Having our own custom binder that takes into account the needs of Perl 6 has made it possible to do all of the other items in this grant in a clean and performant way. It has also enabled other bits of progress outside the scope of the grant; for example, I was able to get a first cut of coercion (the "as" trait) of parameters in signatures implemented in little over half an hour a few days ago.
We also have compile-time objects to represent signatures and parameters in the compiler. This has allowed much cleaner code in the actions that build the AST. In the future, this approach will also be highly useful for building extra static checking and an optimizer.
D2 required implementing support for binding named arguments to positional parameters. I considered this in the initial re-design of the binder, so it just worked "out of the box" once I switched Rakudo over to using it.

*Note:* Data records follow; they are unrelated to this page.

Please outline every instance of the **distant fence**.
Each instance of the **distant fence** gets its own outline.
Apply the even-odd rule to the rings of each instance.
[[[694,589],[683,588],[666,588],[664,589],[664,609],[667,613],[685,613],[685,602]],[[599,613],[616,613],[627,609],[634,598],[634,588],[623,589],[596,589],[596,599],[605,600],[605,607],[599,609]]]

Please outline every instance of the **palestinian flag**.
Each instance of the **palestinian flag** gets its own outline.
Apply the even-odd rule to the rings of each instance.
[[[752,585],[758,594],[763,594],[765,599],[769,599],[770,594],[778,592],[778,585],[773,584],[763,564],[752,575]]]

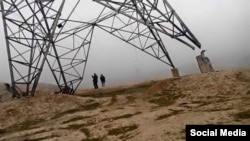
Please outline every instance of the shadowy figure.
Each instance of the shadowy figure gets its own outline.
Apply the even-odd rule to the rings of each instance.
[[[94,73],[94,75],[92,75],[93,78],[93,84],[94,84],[94,88],[98,89],[98,76],[96,75],[96,73]]]
[[[105,87],[105,76],[103,76],[103,74],[101,74],[100,80],[102,82],[102,87]]]

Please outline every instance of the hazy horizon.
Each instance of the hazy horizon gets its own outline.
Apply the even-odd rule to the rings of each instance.
[[[180,75],[200,73],[196,56],[202,49],[215,70],[250,68],[250,1],[248,0],[168,0],[191,32],[201,49],[190,49],[168,36],[162,36]],[[80,5],[78,15],[95,18],[101,7],[91,0]],[[93,13],[90,10],[96,10]],[[84,10],[86,10],[84,14]],[[83,14],[81,14],[83,13]],[[93,17],[93,18],[91,18]],[[0,81],[10,82],[2,18],[0,19]],[[105,37],[105,38],[104,38]],[[4,66],[4,67],[3,67]],[[91,75],[104,74],[107,86],[169,78],[171,67],[125,42],[96,28],[81,88],[92,88]],[[55,84],[46,65],[40,82]],[[100,85],[100,81],[99,81]]]

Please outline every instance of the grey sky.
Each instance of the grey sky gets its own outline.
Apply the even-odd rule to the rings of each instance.
[[[192,33],[215,70],[250,67],[249,0],[168,0]],[[70,6],[70,4],[66,5]],[[77,10],[83,20],[100,12],[97,3],[84,0]],[[170,56],[181,75],[199,73],[195,57],[200,49],[162,36]],[[0,81],[9,82],[7,53],[0,19]],[[140,50],[96,28],[82,87],[92,87],[91,75],[103,73],[107,86],[171,77],[170,67]],[[40,82],[54,82],[45,67]]]

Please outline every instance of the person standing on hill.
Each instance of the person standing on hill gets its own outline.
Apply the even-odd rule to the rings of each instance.
[[[103,76],[103,74],[101,74],[100,80],[102,82],[102,87],[105,87],[105,76]]]
[[[98,89],[98,76],[96,75],[96,73],[94,73],[94,75],[92,75],[92,78],[93,78],[94,88]]]

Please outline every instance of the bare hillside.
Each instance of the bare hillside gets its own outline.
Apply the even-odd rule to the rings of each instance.
[[[6,96],[6,95],[5,95]],[[250,69],[0,102],[0,141],[184,141],[186,124],[250,123]]]

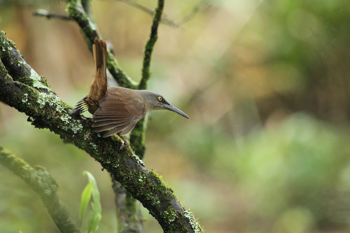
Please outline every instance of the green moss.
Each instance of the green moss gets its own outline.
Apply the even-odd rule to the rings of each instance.
[[[204,231],[198,222],[196,220],[195,217],[193,215],[193,213],[189,211],[189,209],[187,209],[185,211],[184,215],[186,218],[188,219],[191,224],[192,229],[195,231],[195,233],[199,233],[200,232],[204,232]]]

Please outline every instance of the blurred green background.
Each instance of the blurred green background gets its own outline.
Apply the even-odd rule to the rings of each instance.
[[[155,1],[138,2],[150,8]],[[104,39],[123,69],[140,76],[151,16],[119,1],[94,0]],[[350,230],[350,4],[342,0],[167,1],[180,28],[161,25],[150,90],[190,117],[153,111],[146,168],[162,176],[207,232],[347,232]],[[0,1],[0,29],[71,105],[86,95],[92,57],[56,1]],[[111,179],[82,150],[0,104],[0,145],[46,167],[77,220],[80,194],[95,177],[98,232],[117,228]],[[41,201],[0,166],[0,230],[58,232]],[[146,232],[162,232],[143,209]],[[84,229],[84,228],[83,228]]]

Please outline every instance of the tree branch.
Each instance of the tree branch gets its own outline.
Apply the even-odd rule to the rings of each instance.
[[[118,151],[122,143],[115,137],[102,138],[93,132],[91,121],[70,115],[71,107],[26,62],[2,31],[0,45],[0,101],[25,113],[35,127],[48,129],[86,151],[148,210],[164,232],[203,232],[172,189],[146,169],[130,148]]]
[[[1,146],[0,163],[19,176],[39,195],[61,232],[80,233],[69,218],[67,207],[57,196],[58,185],[44,168],[32,167]]]
[[[142,67],[142,77],[140,81],[140,84],[139,84],[139,89],[147,88],[147,82],[150,76],[149,66],[152,57],[152,52],[158,38],[158,26],[162,18],[162,14],[163,13],[164,7],[164,0],[158,0],[158,6],[156,8],[155,13],[153,16],[153,23],[151,27],[150,35],[145,47],[144,63]]]
[[[120,183],[112,181],[113,191],[115,194],[118,233],[143,233],[144,219],[140,209],[140,203],[131,197]]]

The target of D3 - unpacking of arguments - was made much easier by having a custom binder. The binder was designed to be re-entrant, and therefore unpacking arguments was implemented by specifying how various data structures could coerce themselves into a capture, and then making a recursive call with the capture that was produced.
For D4, I spent some time re-working capture support overall, and as well as being able to write a capture into a signature - and to unpack it with a sub-signature - we can also interpolate a capture into the arguments for a call. Before this didn't really work - it would lose the named parameters, for example.
Implementing D5 - support for multiple return values - first meant working with Larry to figure out the correct semantics. It turned out they were easier to get in place in the refactored "ng" branch - which has now become the master branch. I also implemented the support for binding the return values against a signature; this means all the power of unpacking arguments is available for returns too. It's all routed through the same underlying binder implementation.
Finally, for D6 I first put a proposal into the specification for how signature introspection should look, then wrote an implementation and reviewed the test coverage.
**Dissemination**
I have written some blog posts ("1":http://use.perl.org/~JonathanWorthington/journal/39810, "2":http://use.perl.org/~JonathanWorthington/journal/39772, "3":http://use.perl.org/~JonathanWorthington/journal/40196) about the work that I have done under this grant. I've also been active on the #perl6 IRC channel and, thanks to the evalbot, been able to give some demonstrations of the improvements there too. I also continue to attend Perl conferences and give "talks":http://www.jnthn.net/articles.shtml about Perl 6.
**Conclusions**
This grant has, like my previous two, brought another major piece of Rakudo essentially "up to spec" and provided a good, stable base for future development. Our coverage of "S06":http://svn.pugscode.org/pugs/docs/Perl6/Spec/S06-routines.pod is vastly improved, along with performance. Overall this grant has helped us meet critical targets on the path to the Rakudo * release and, beyond that, towards Rakudo becoming a complete Perl 6 implementation.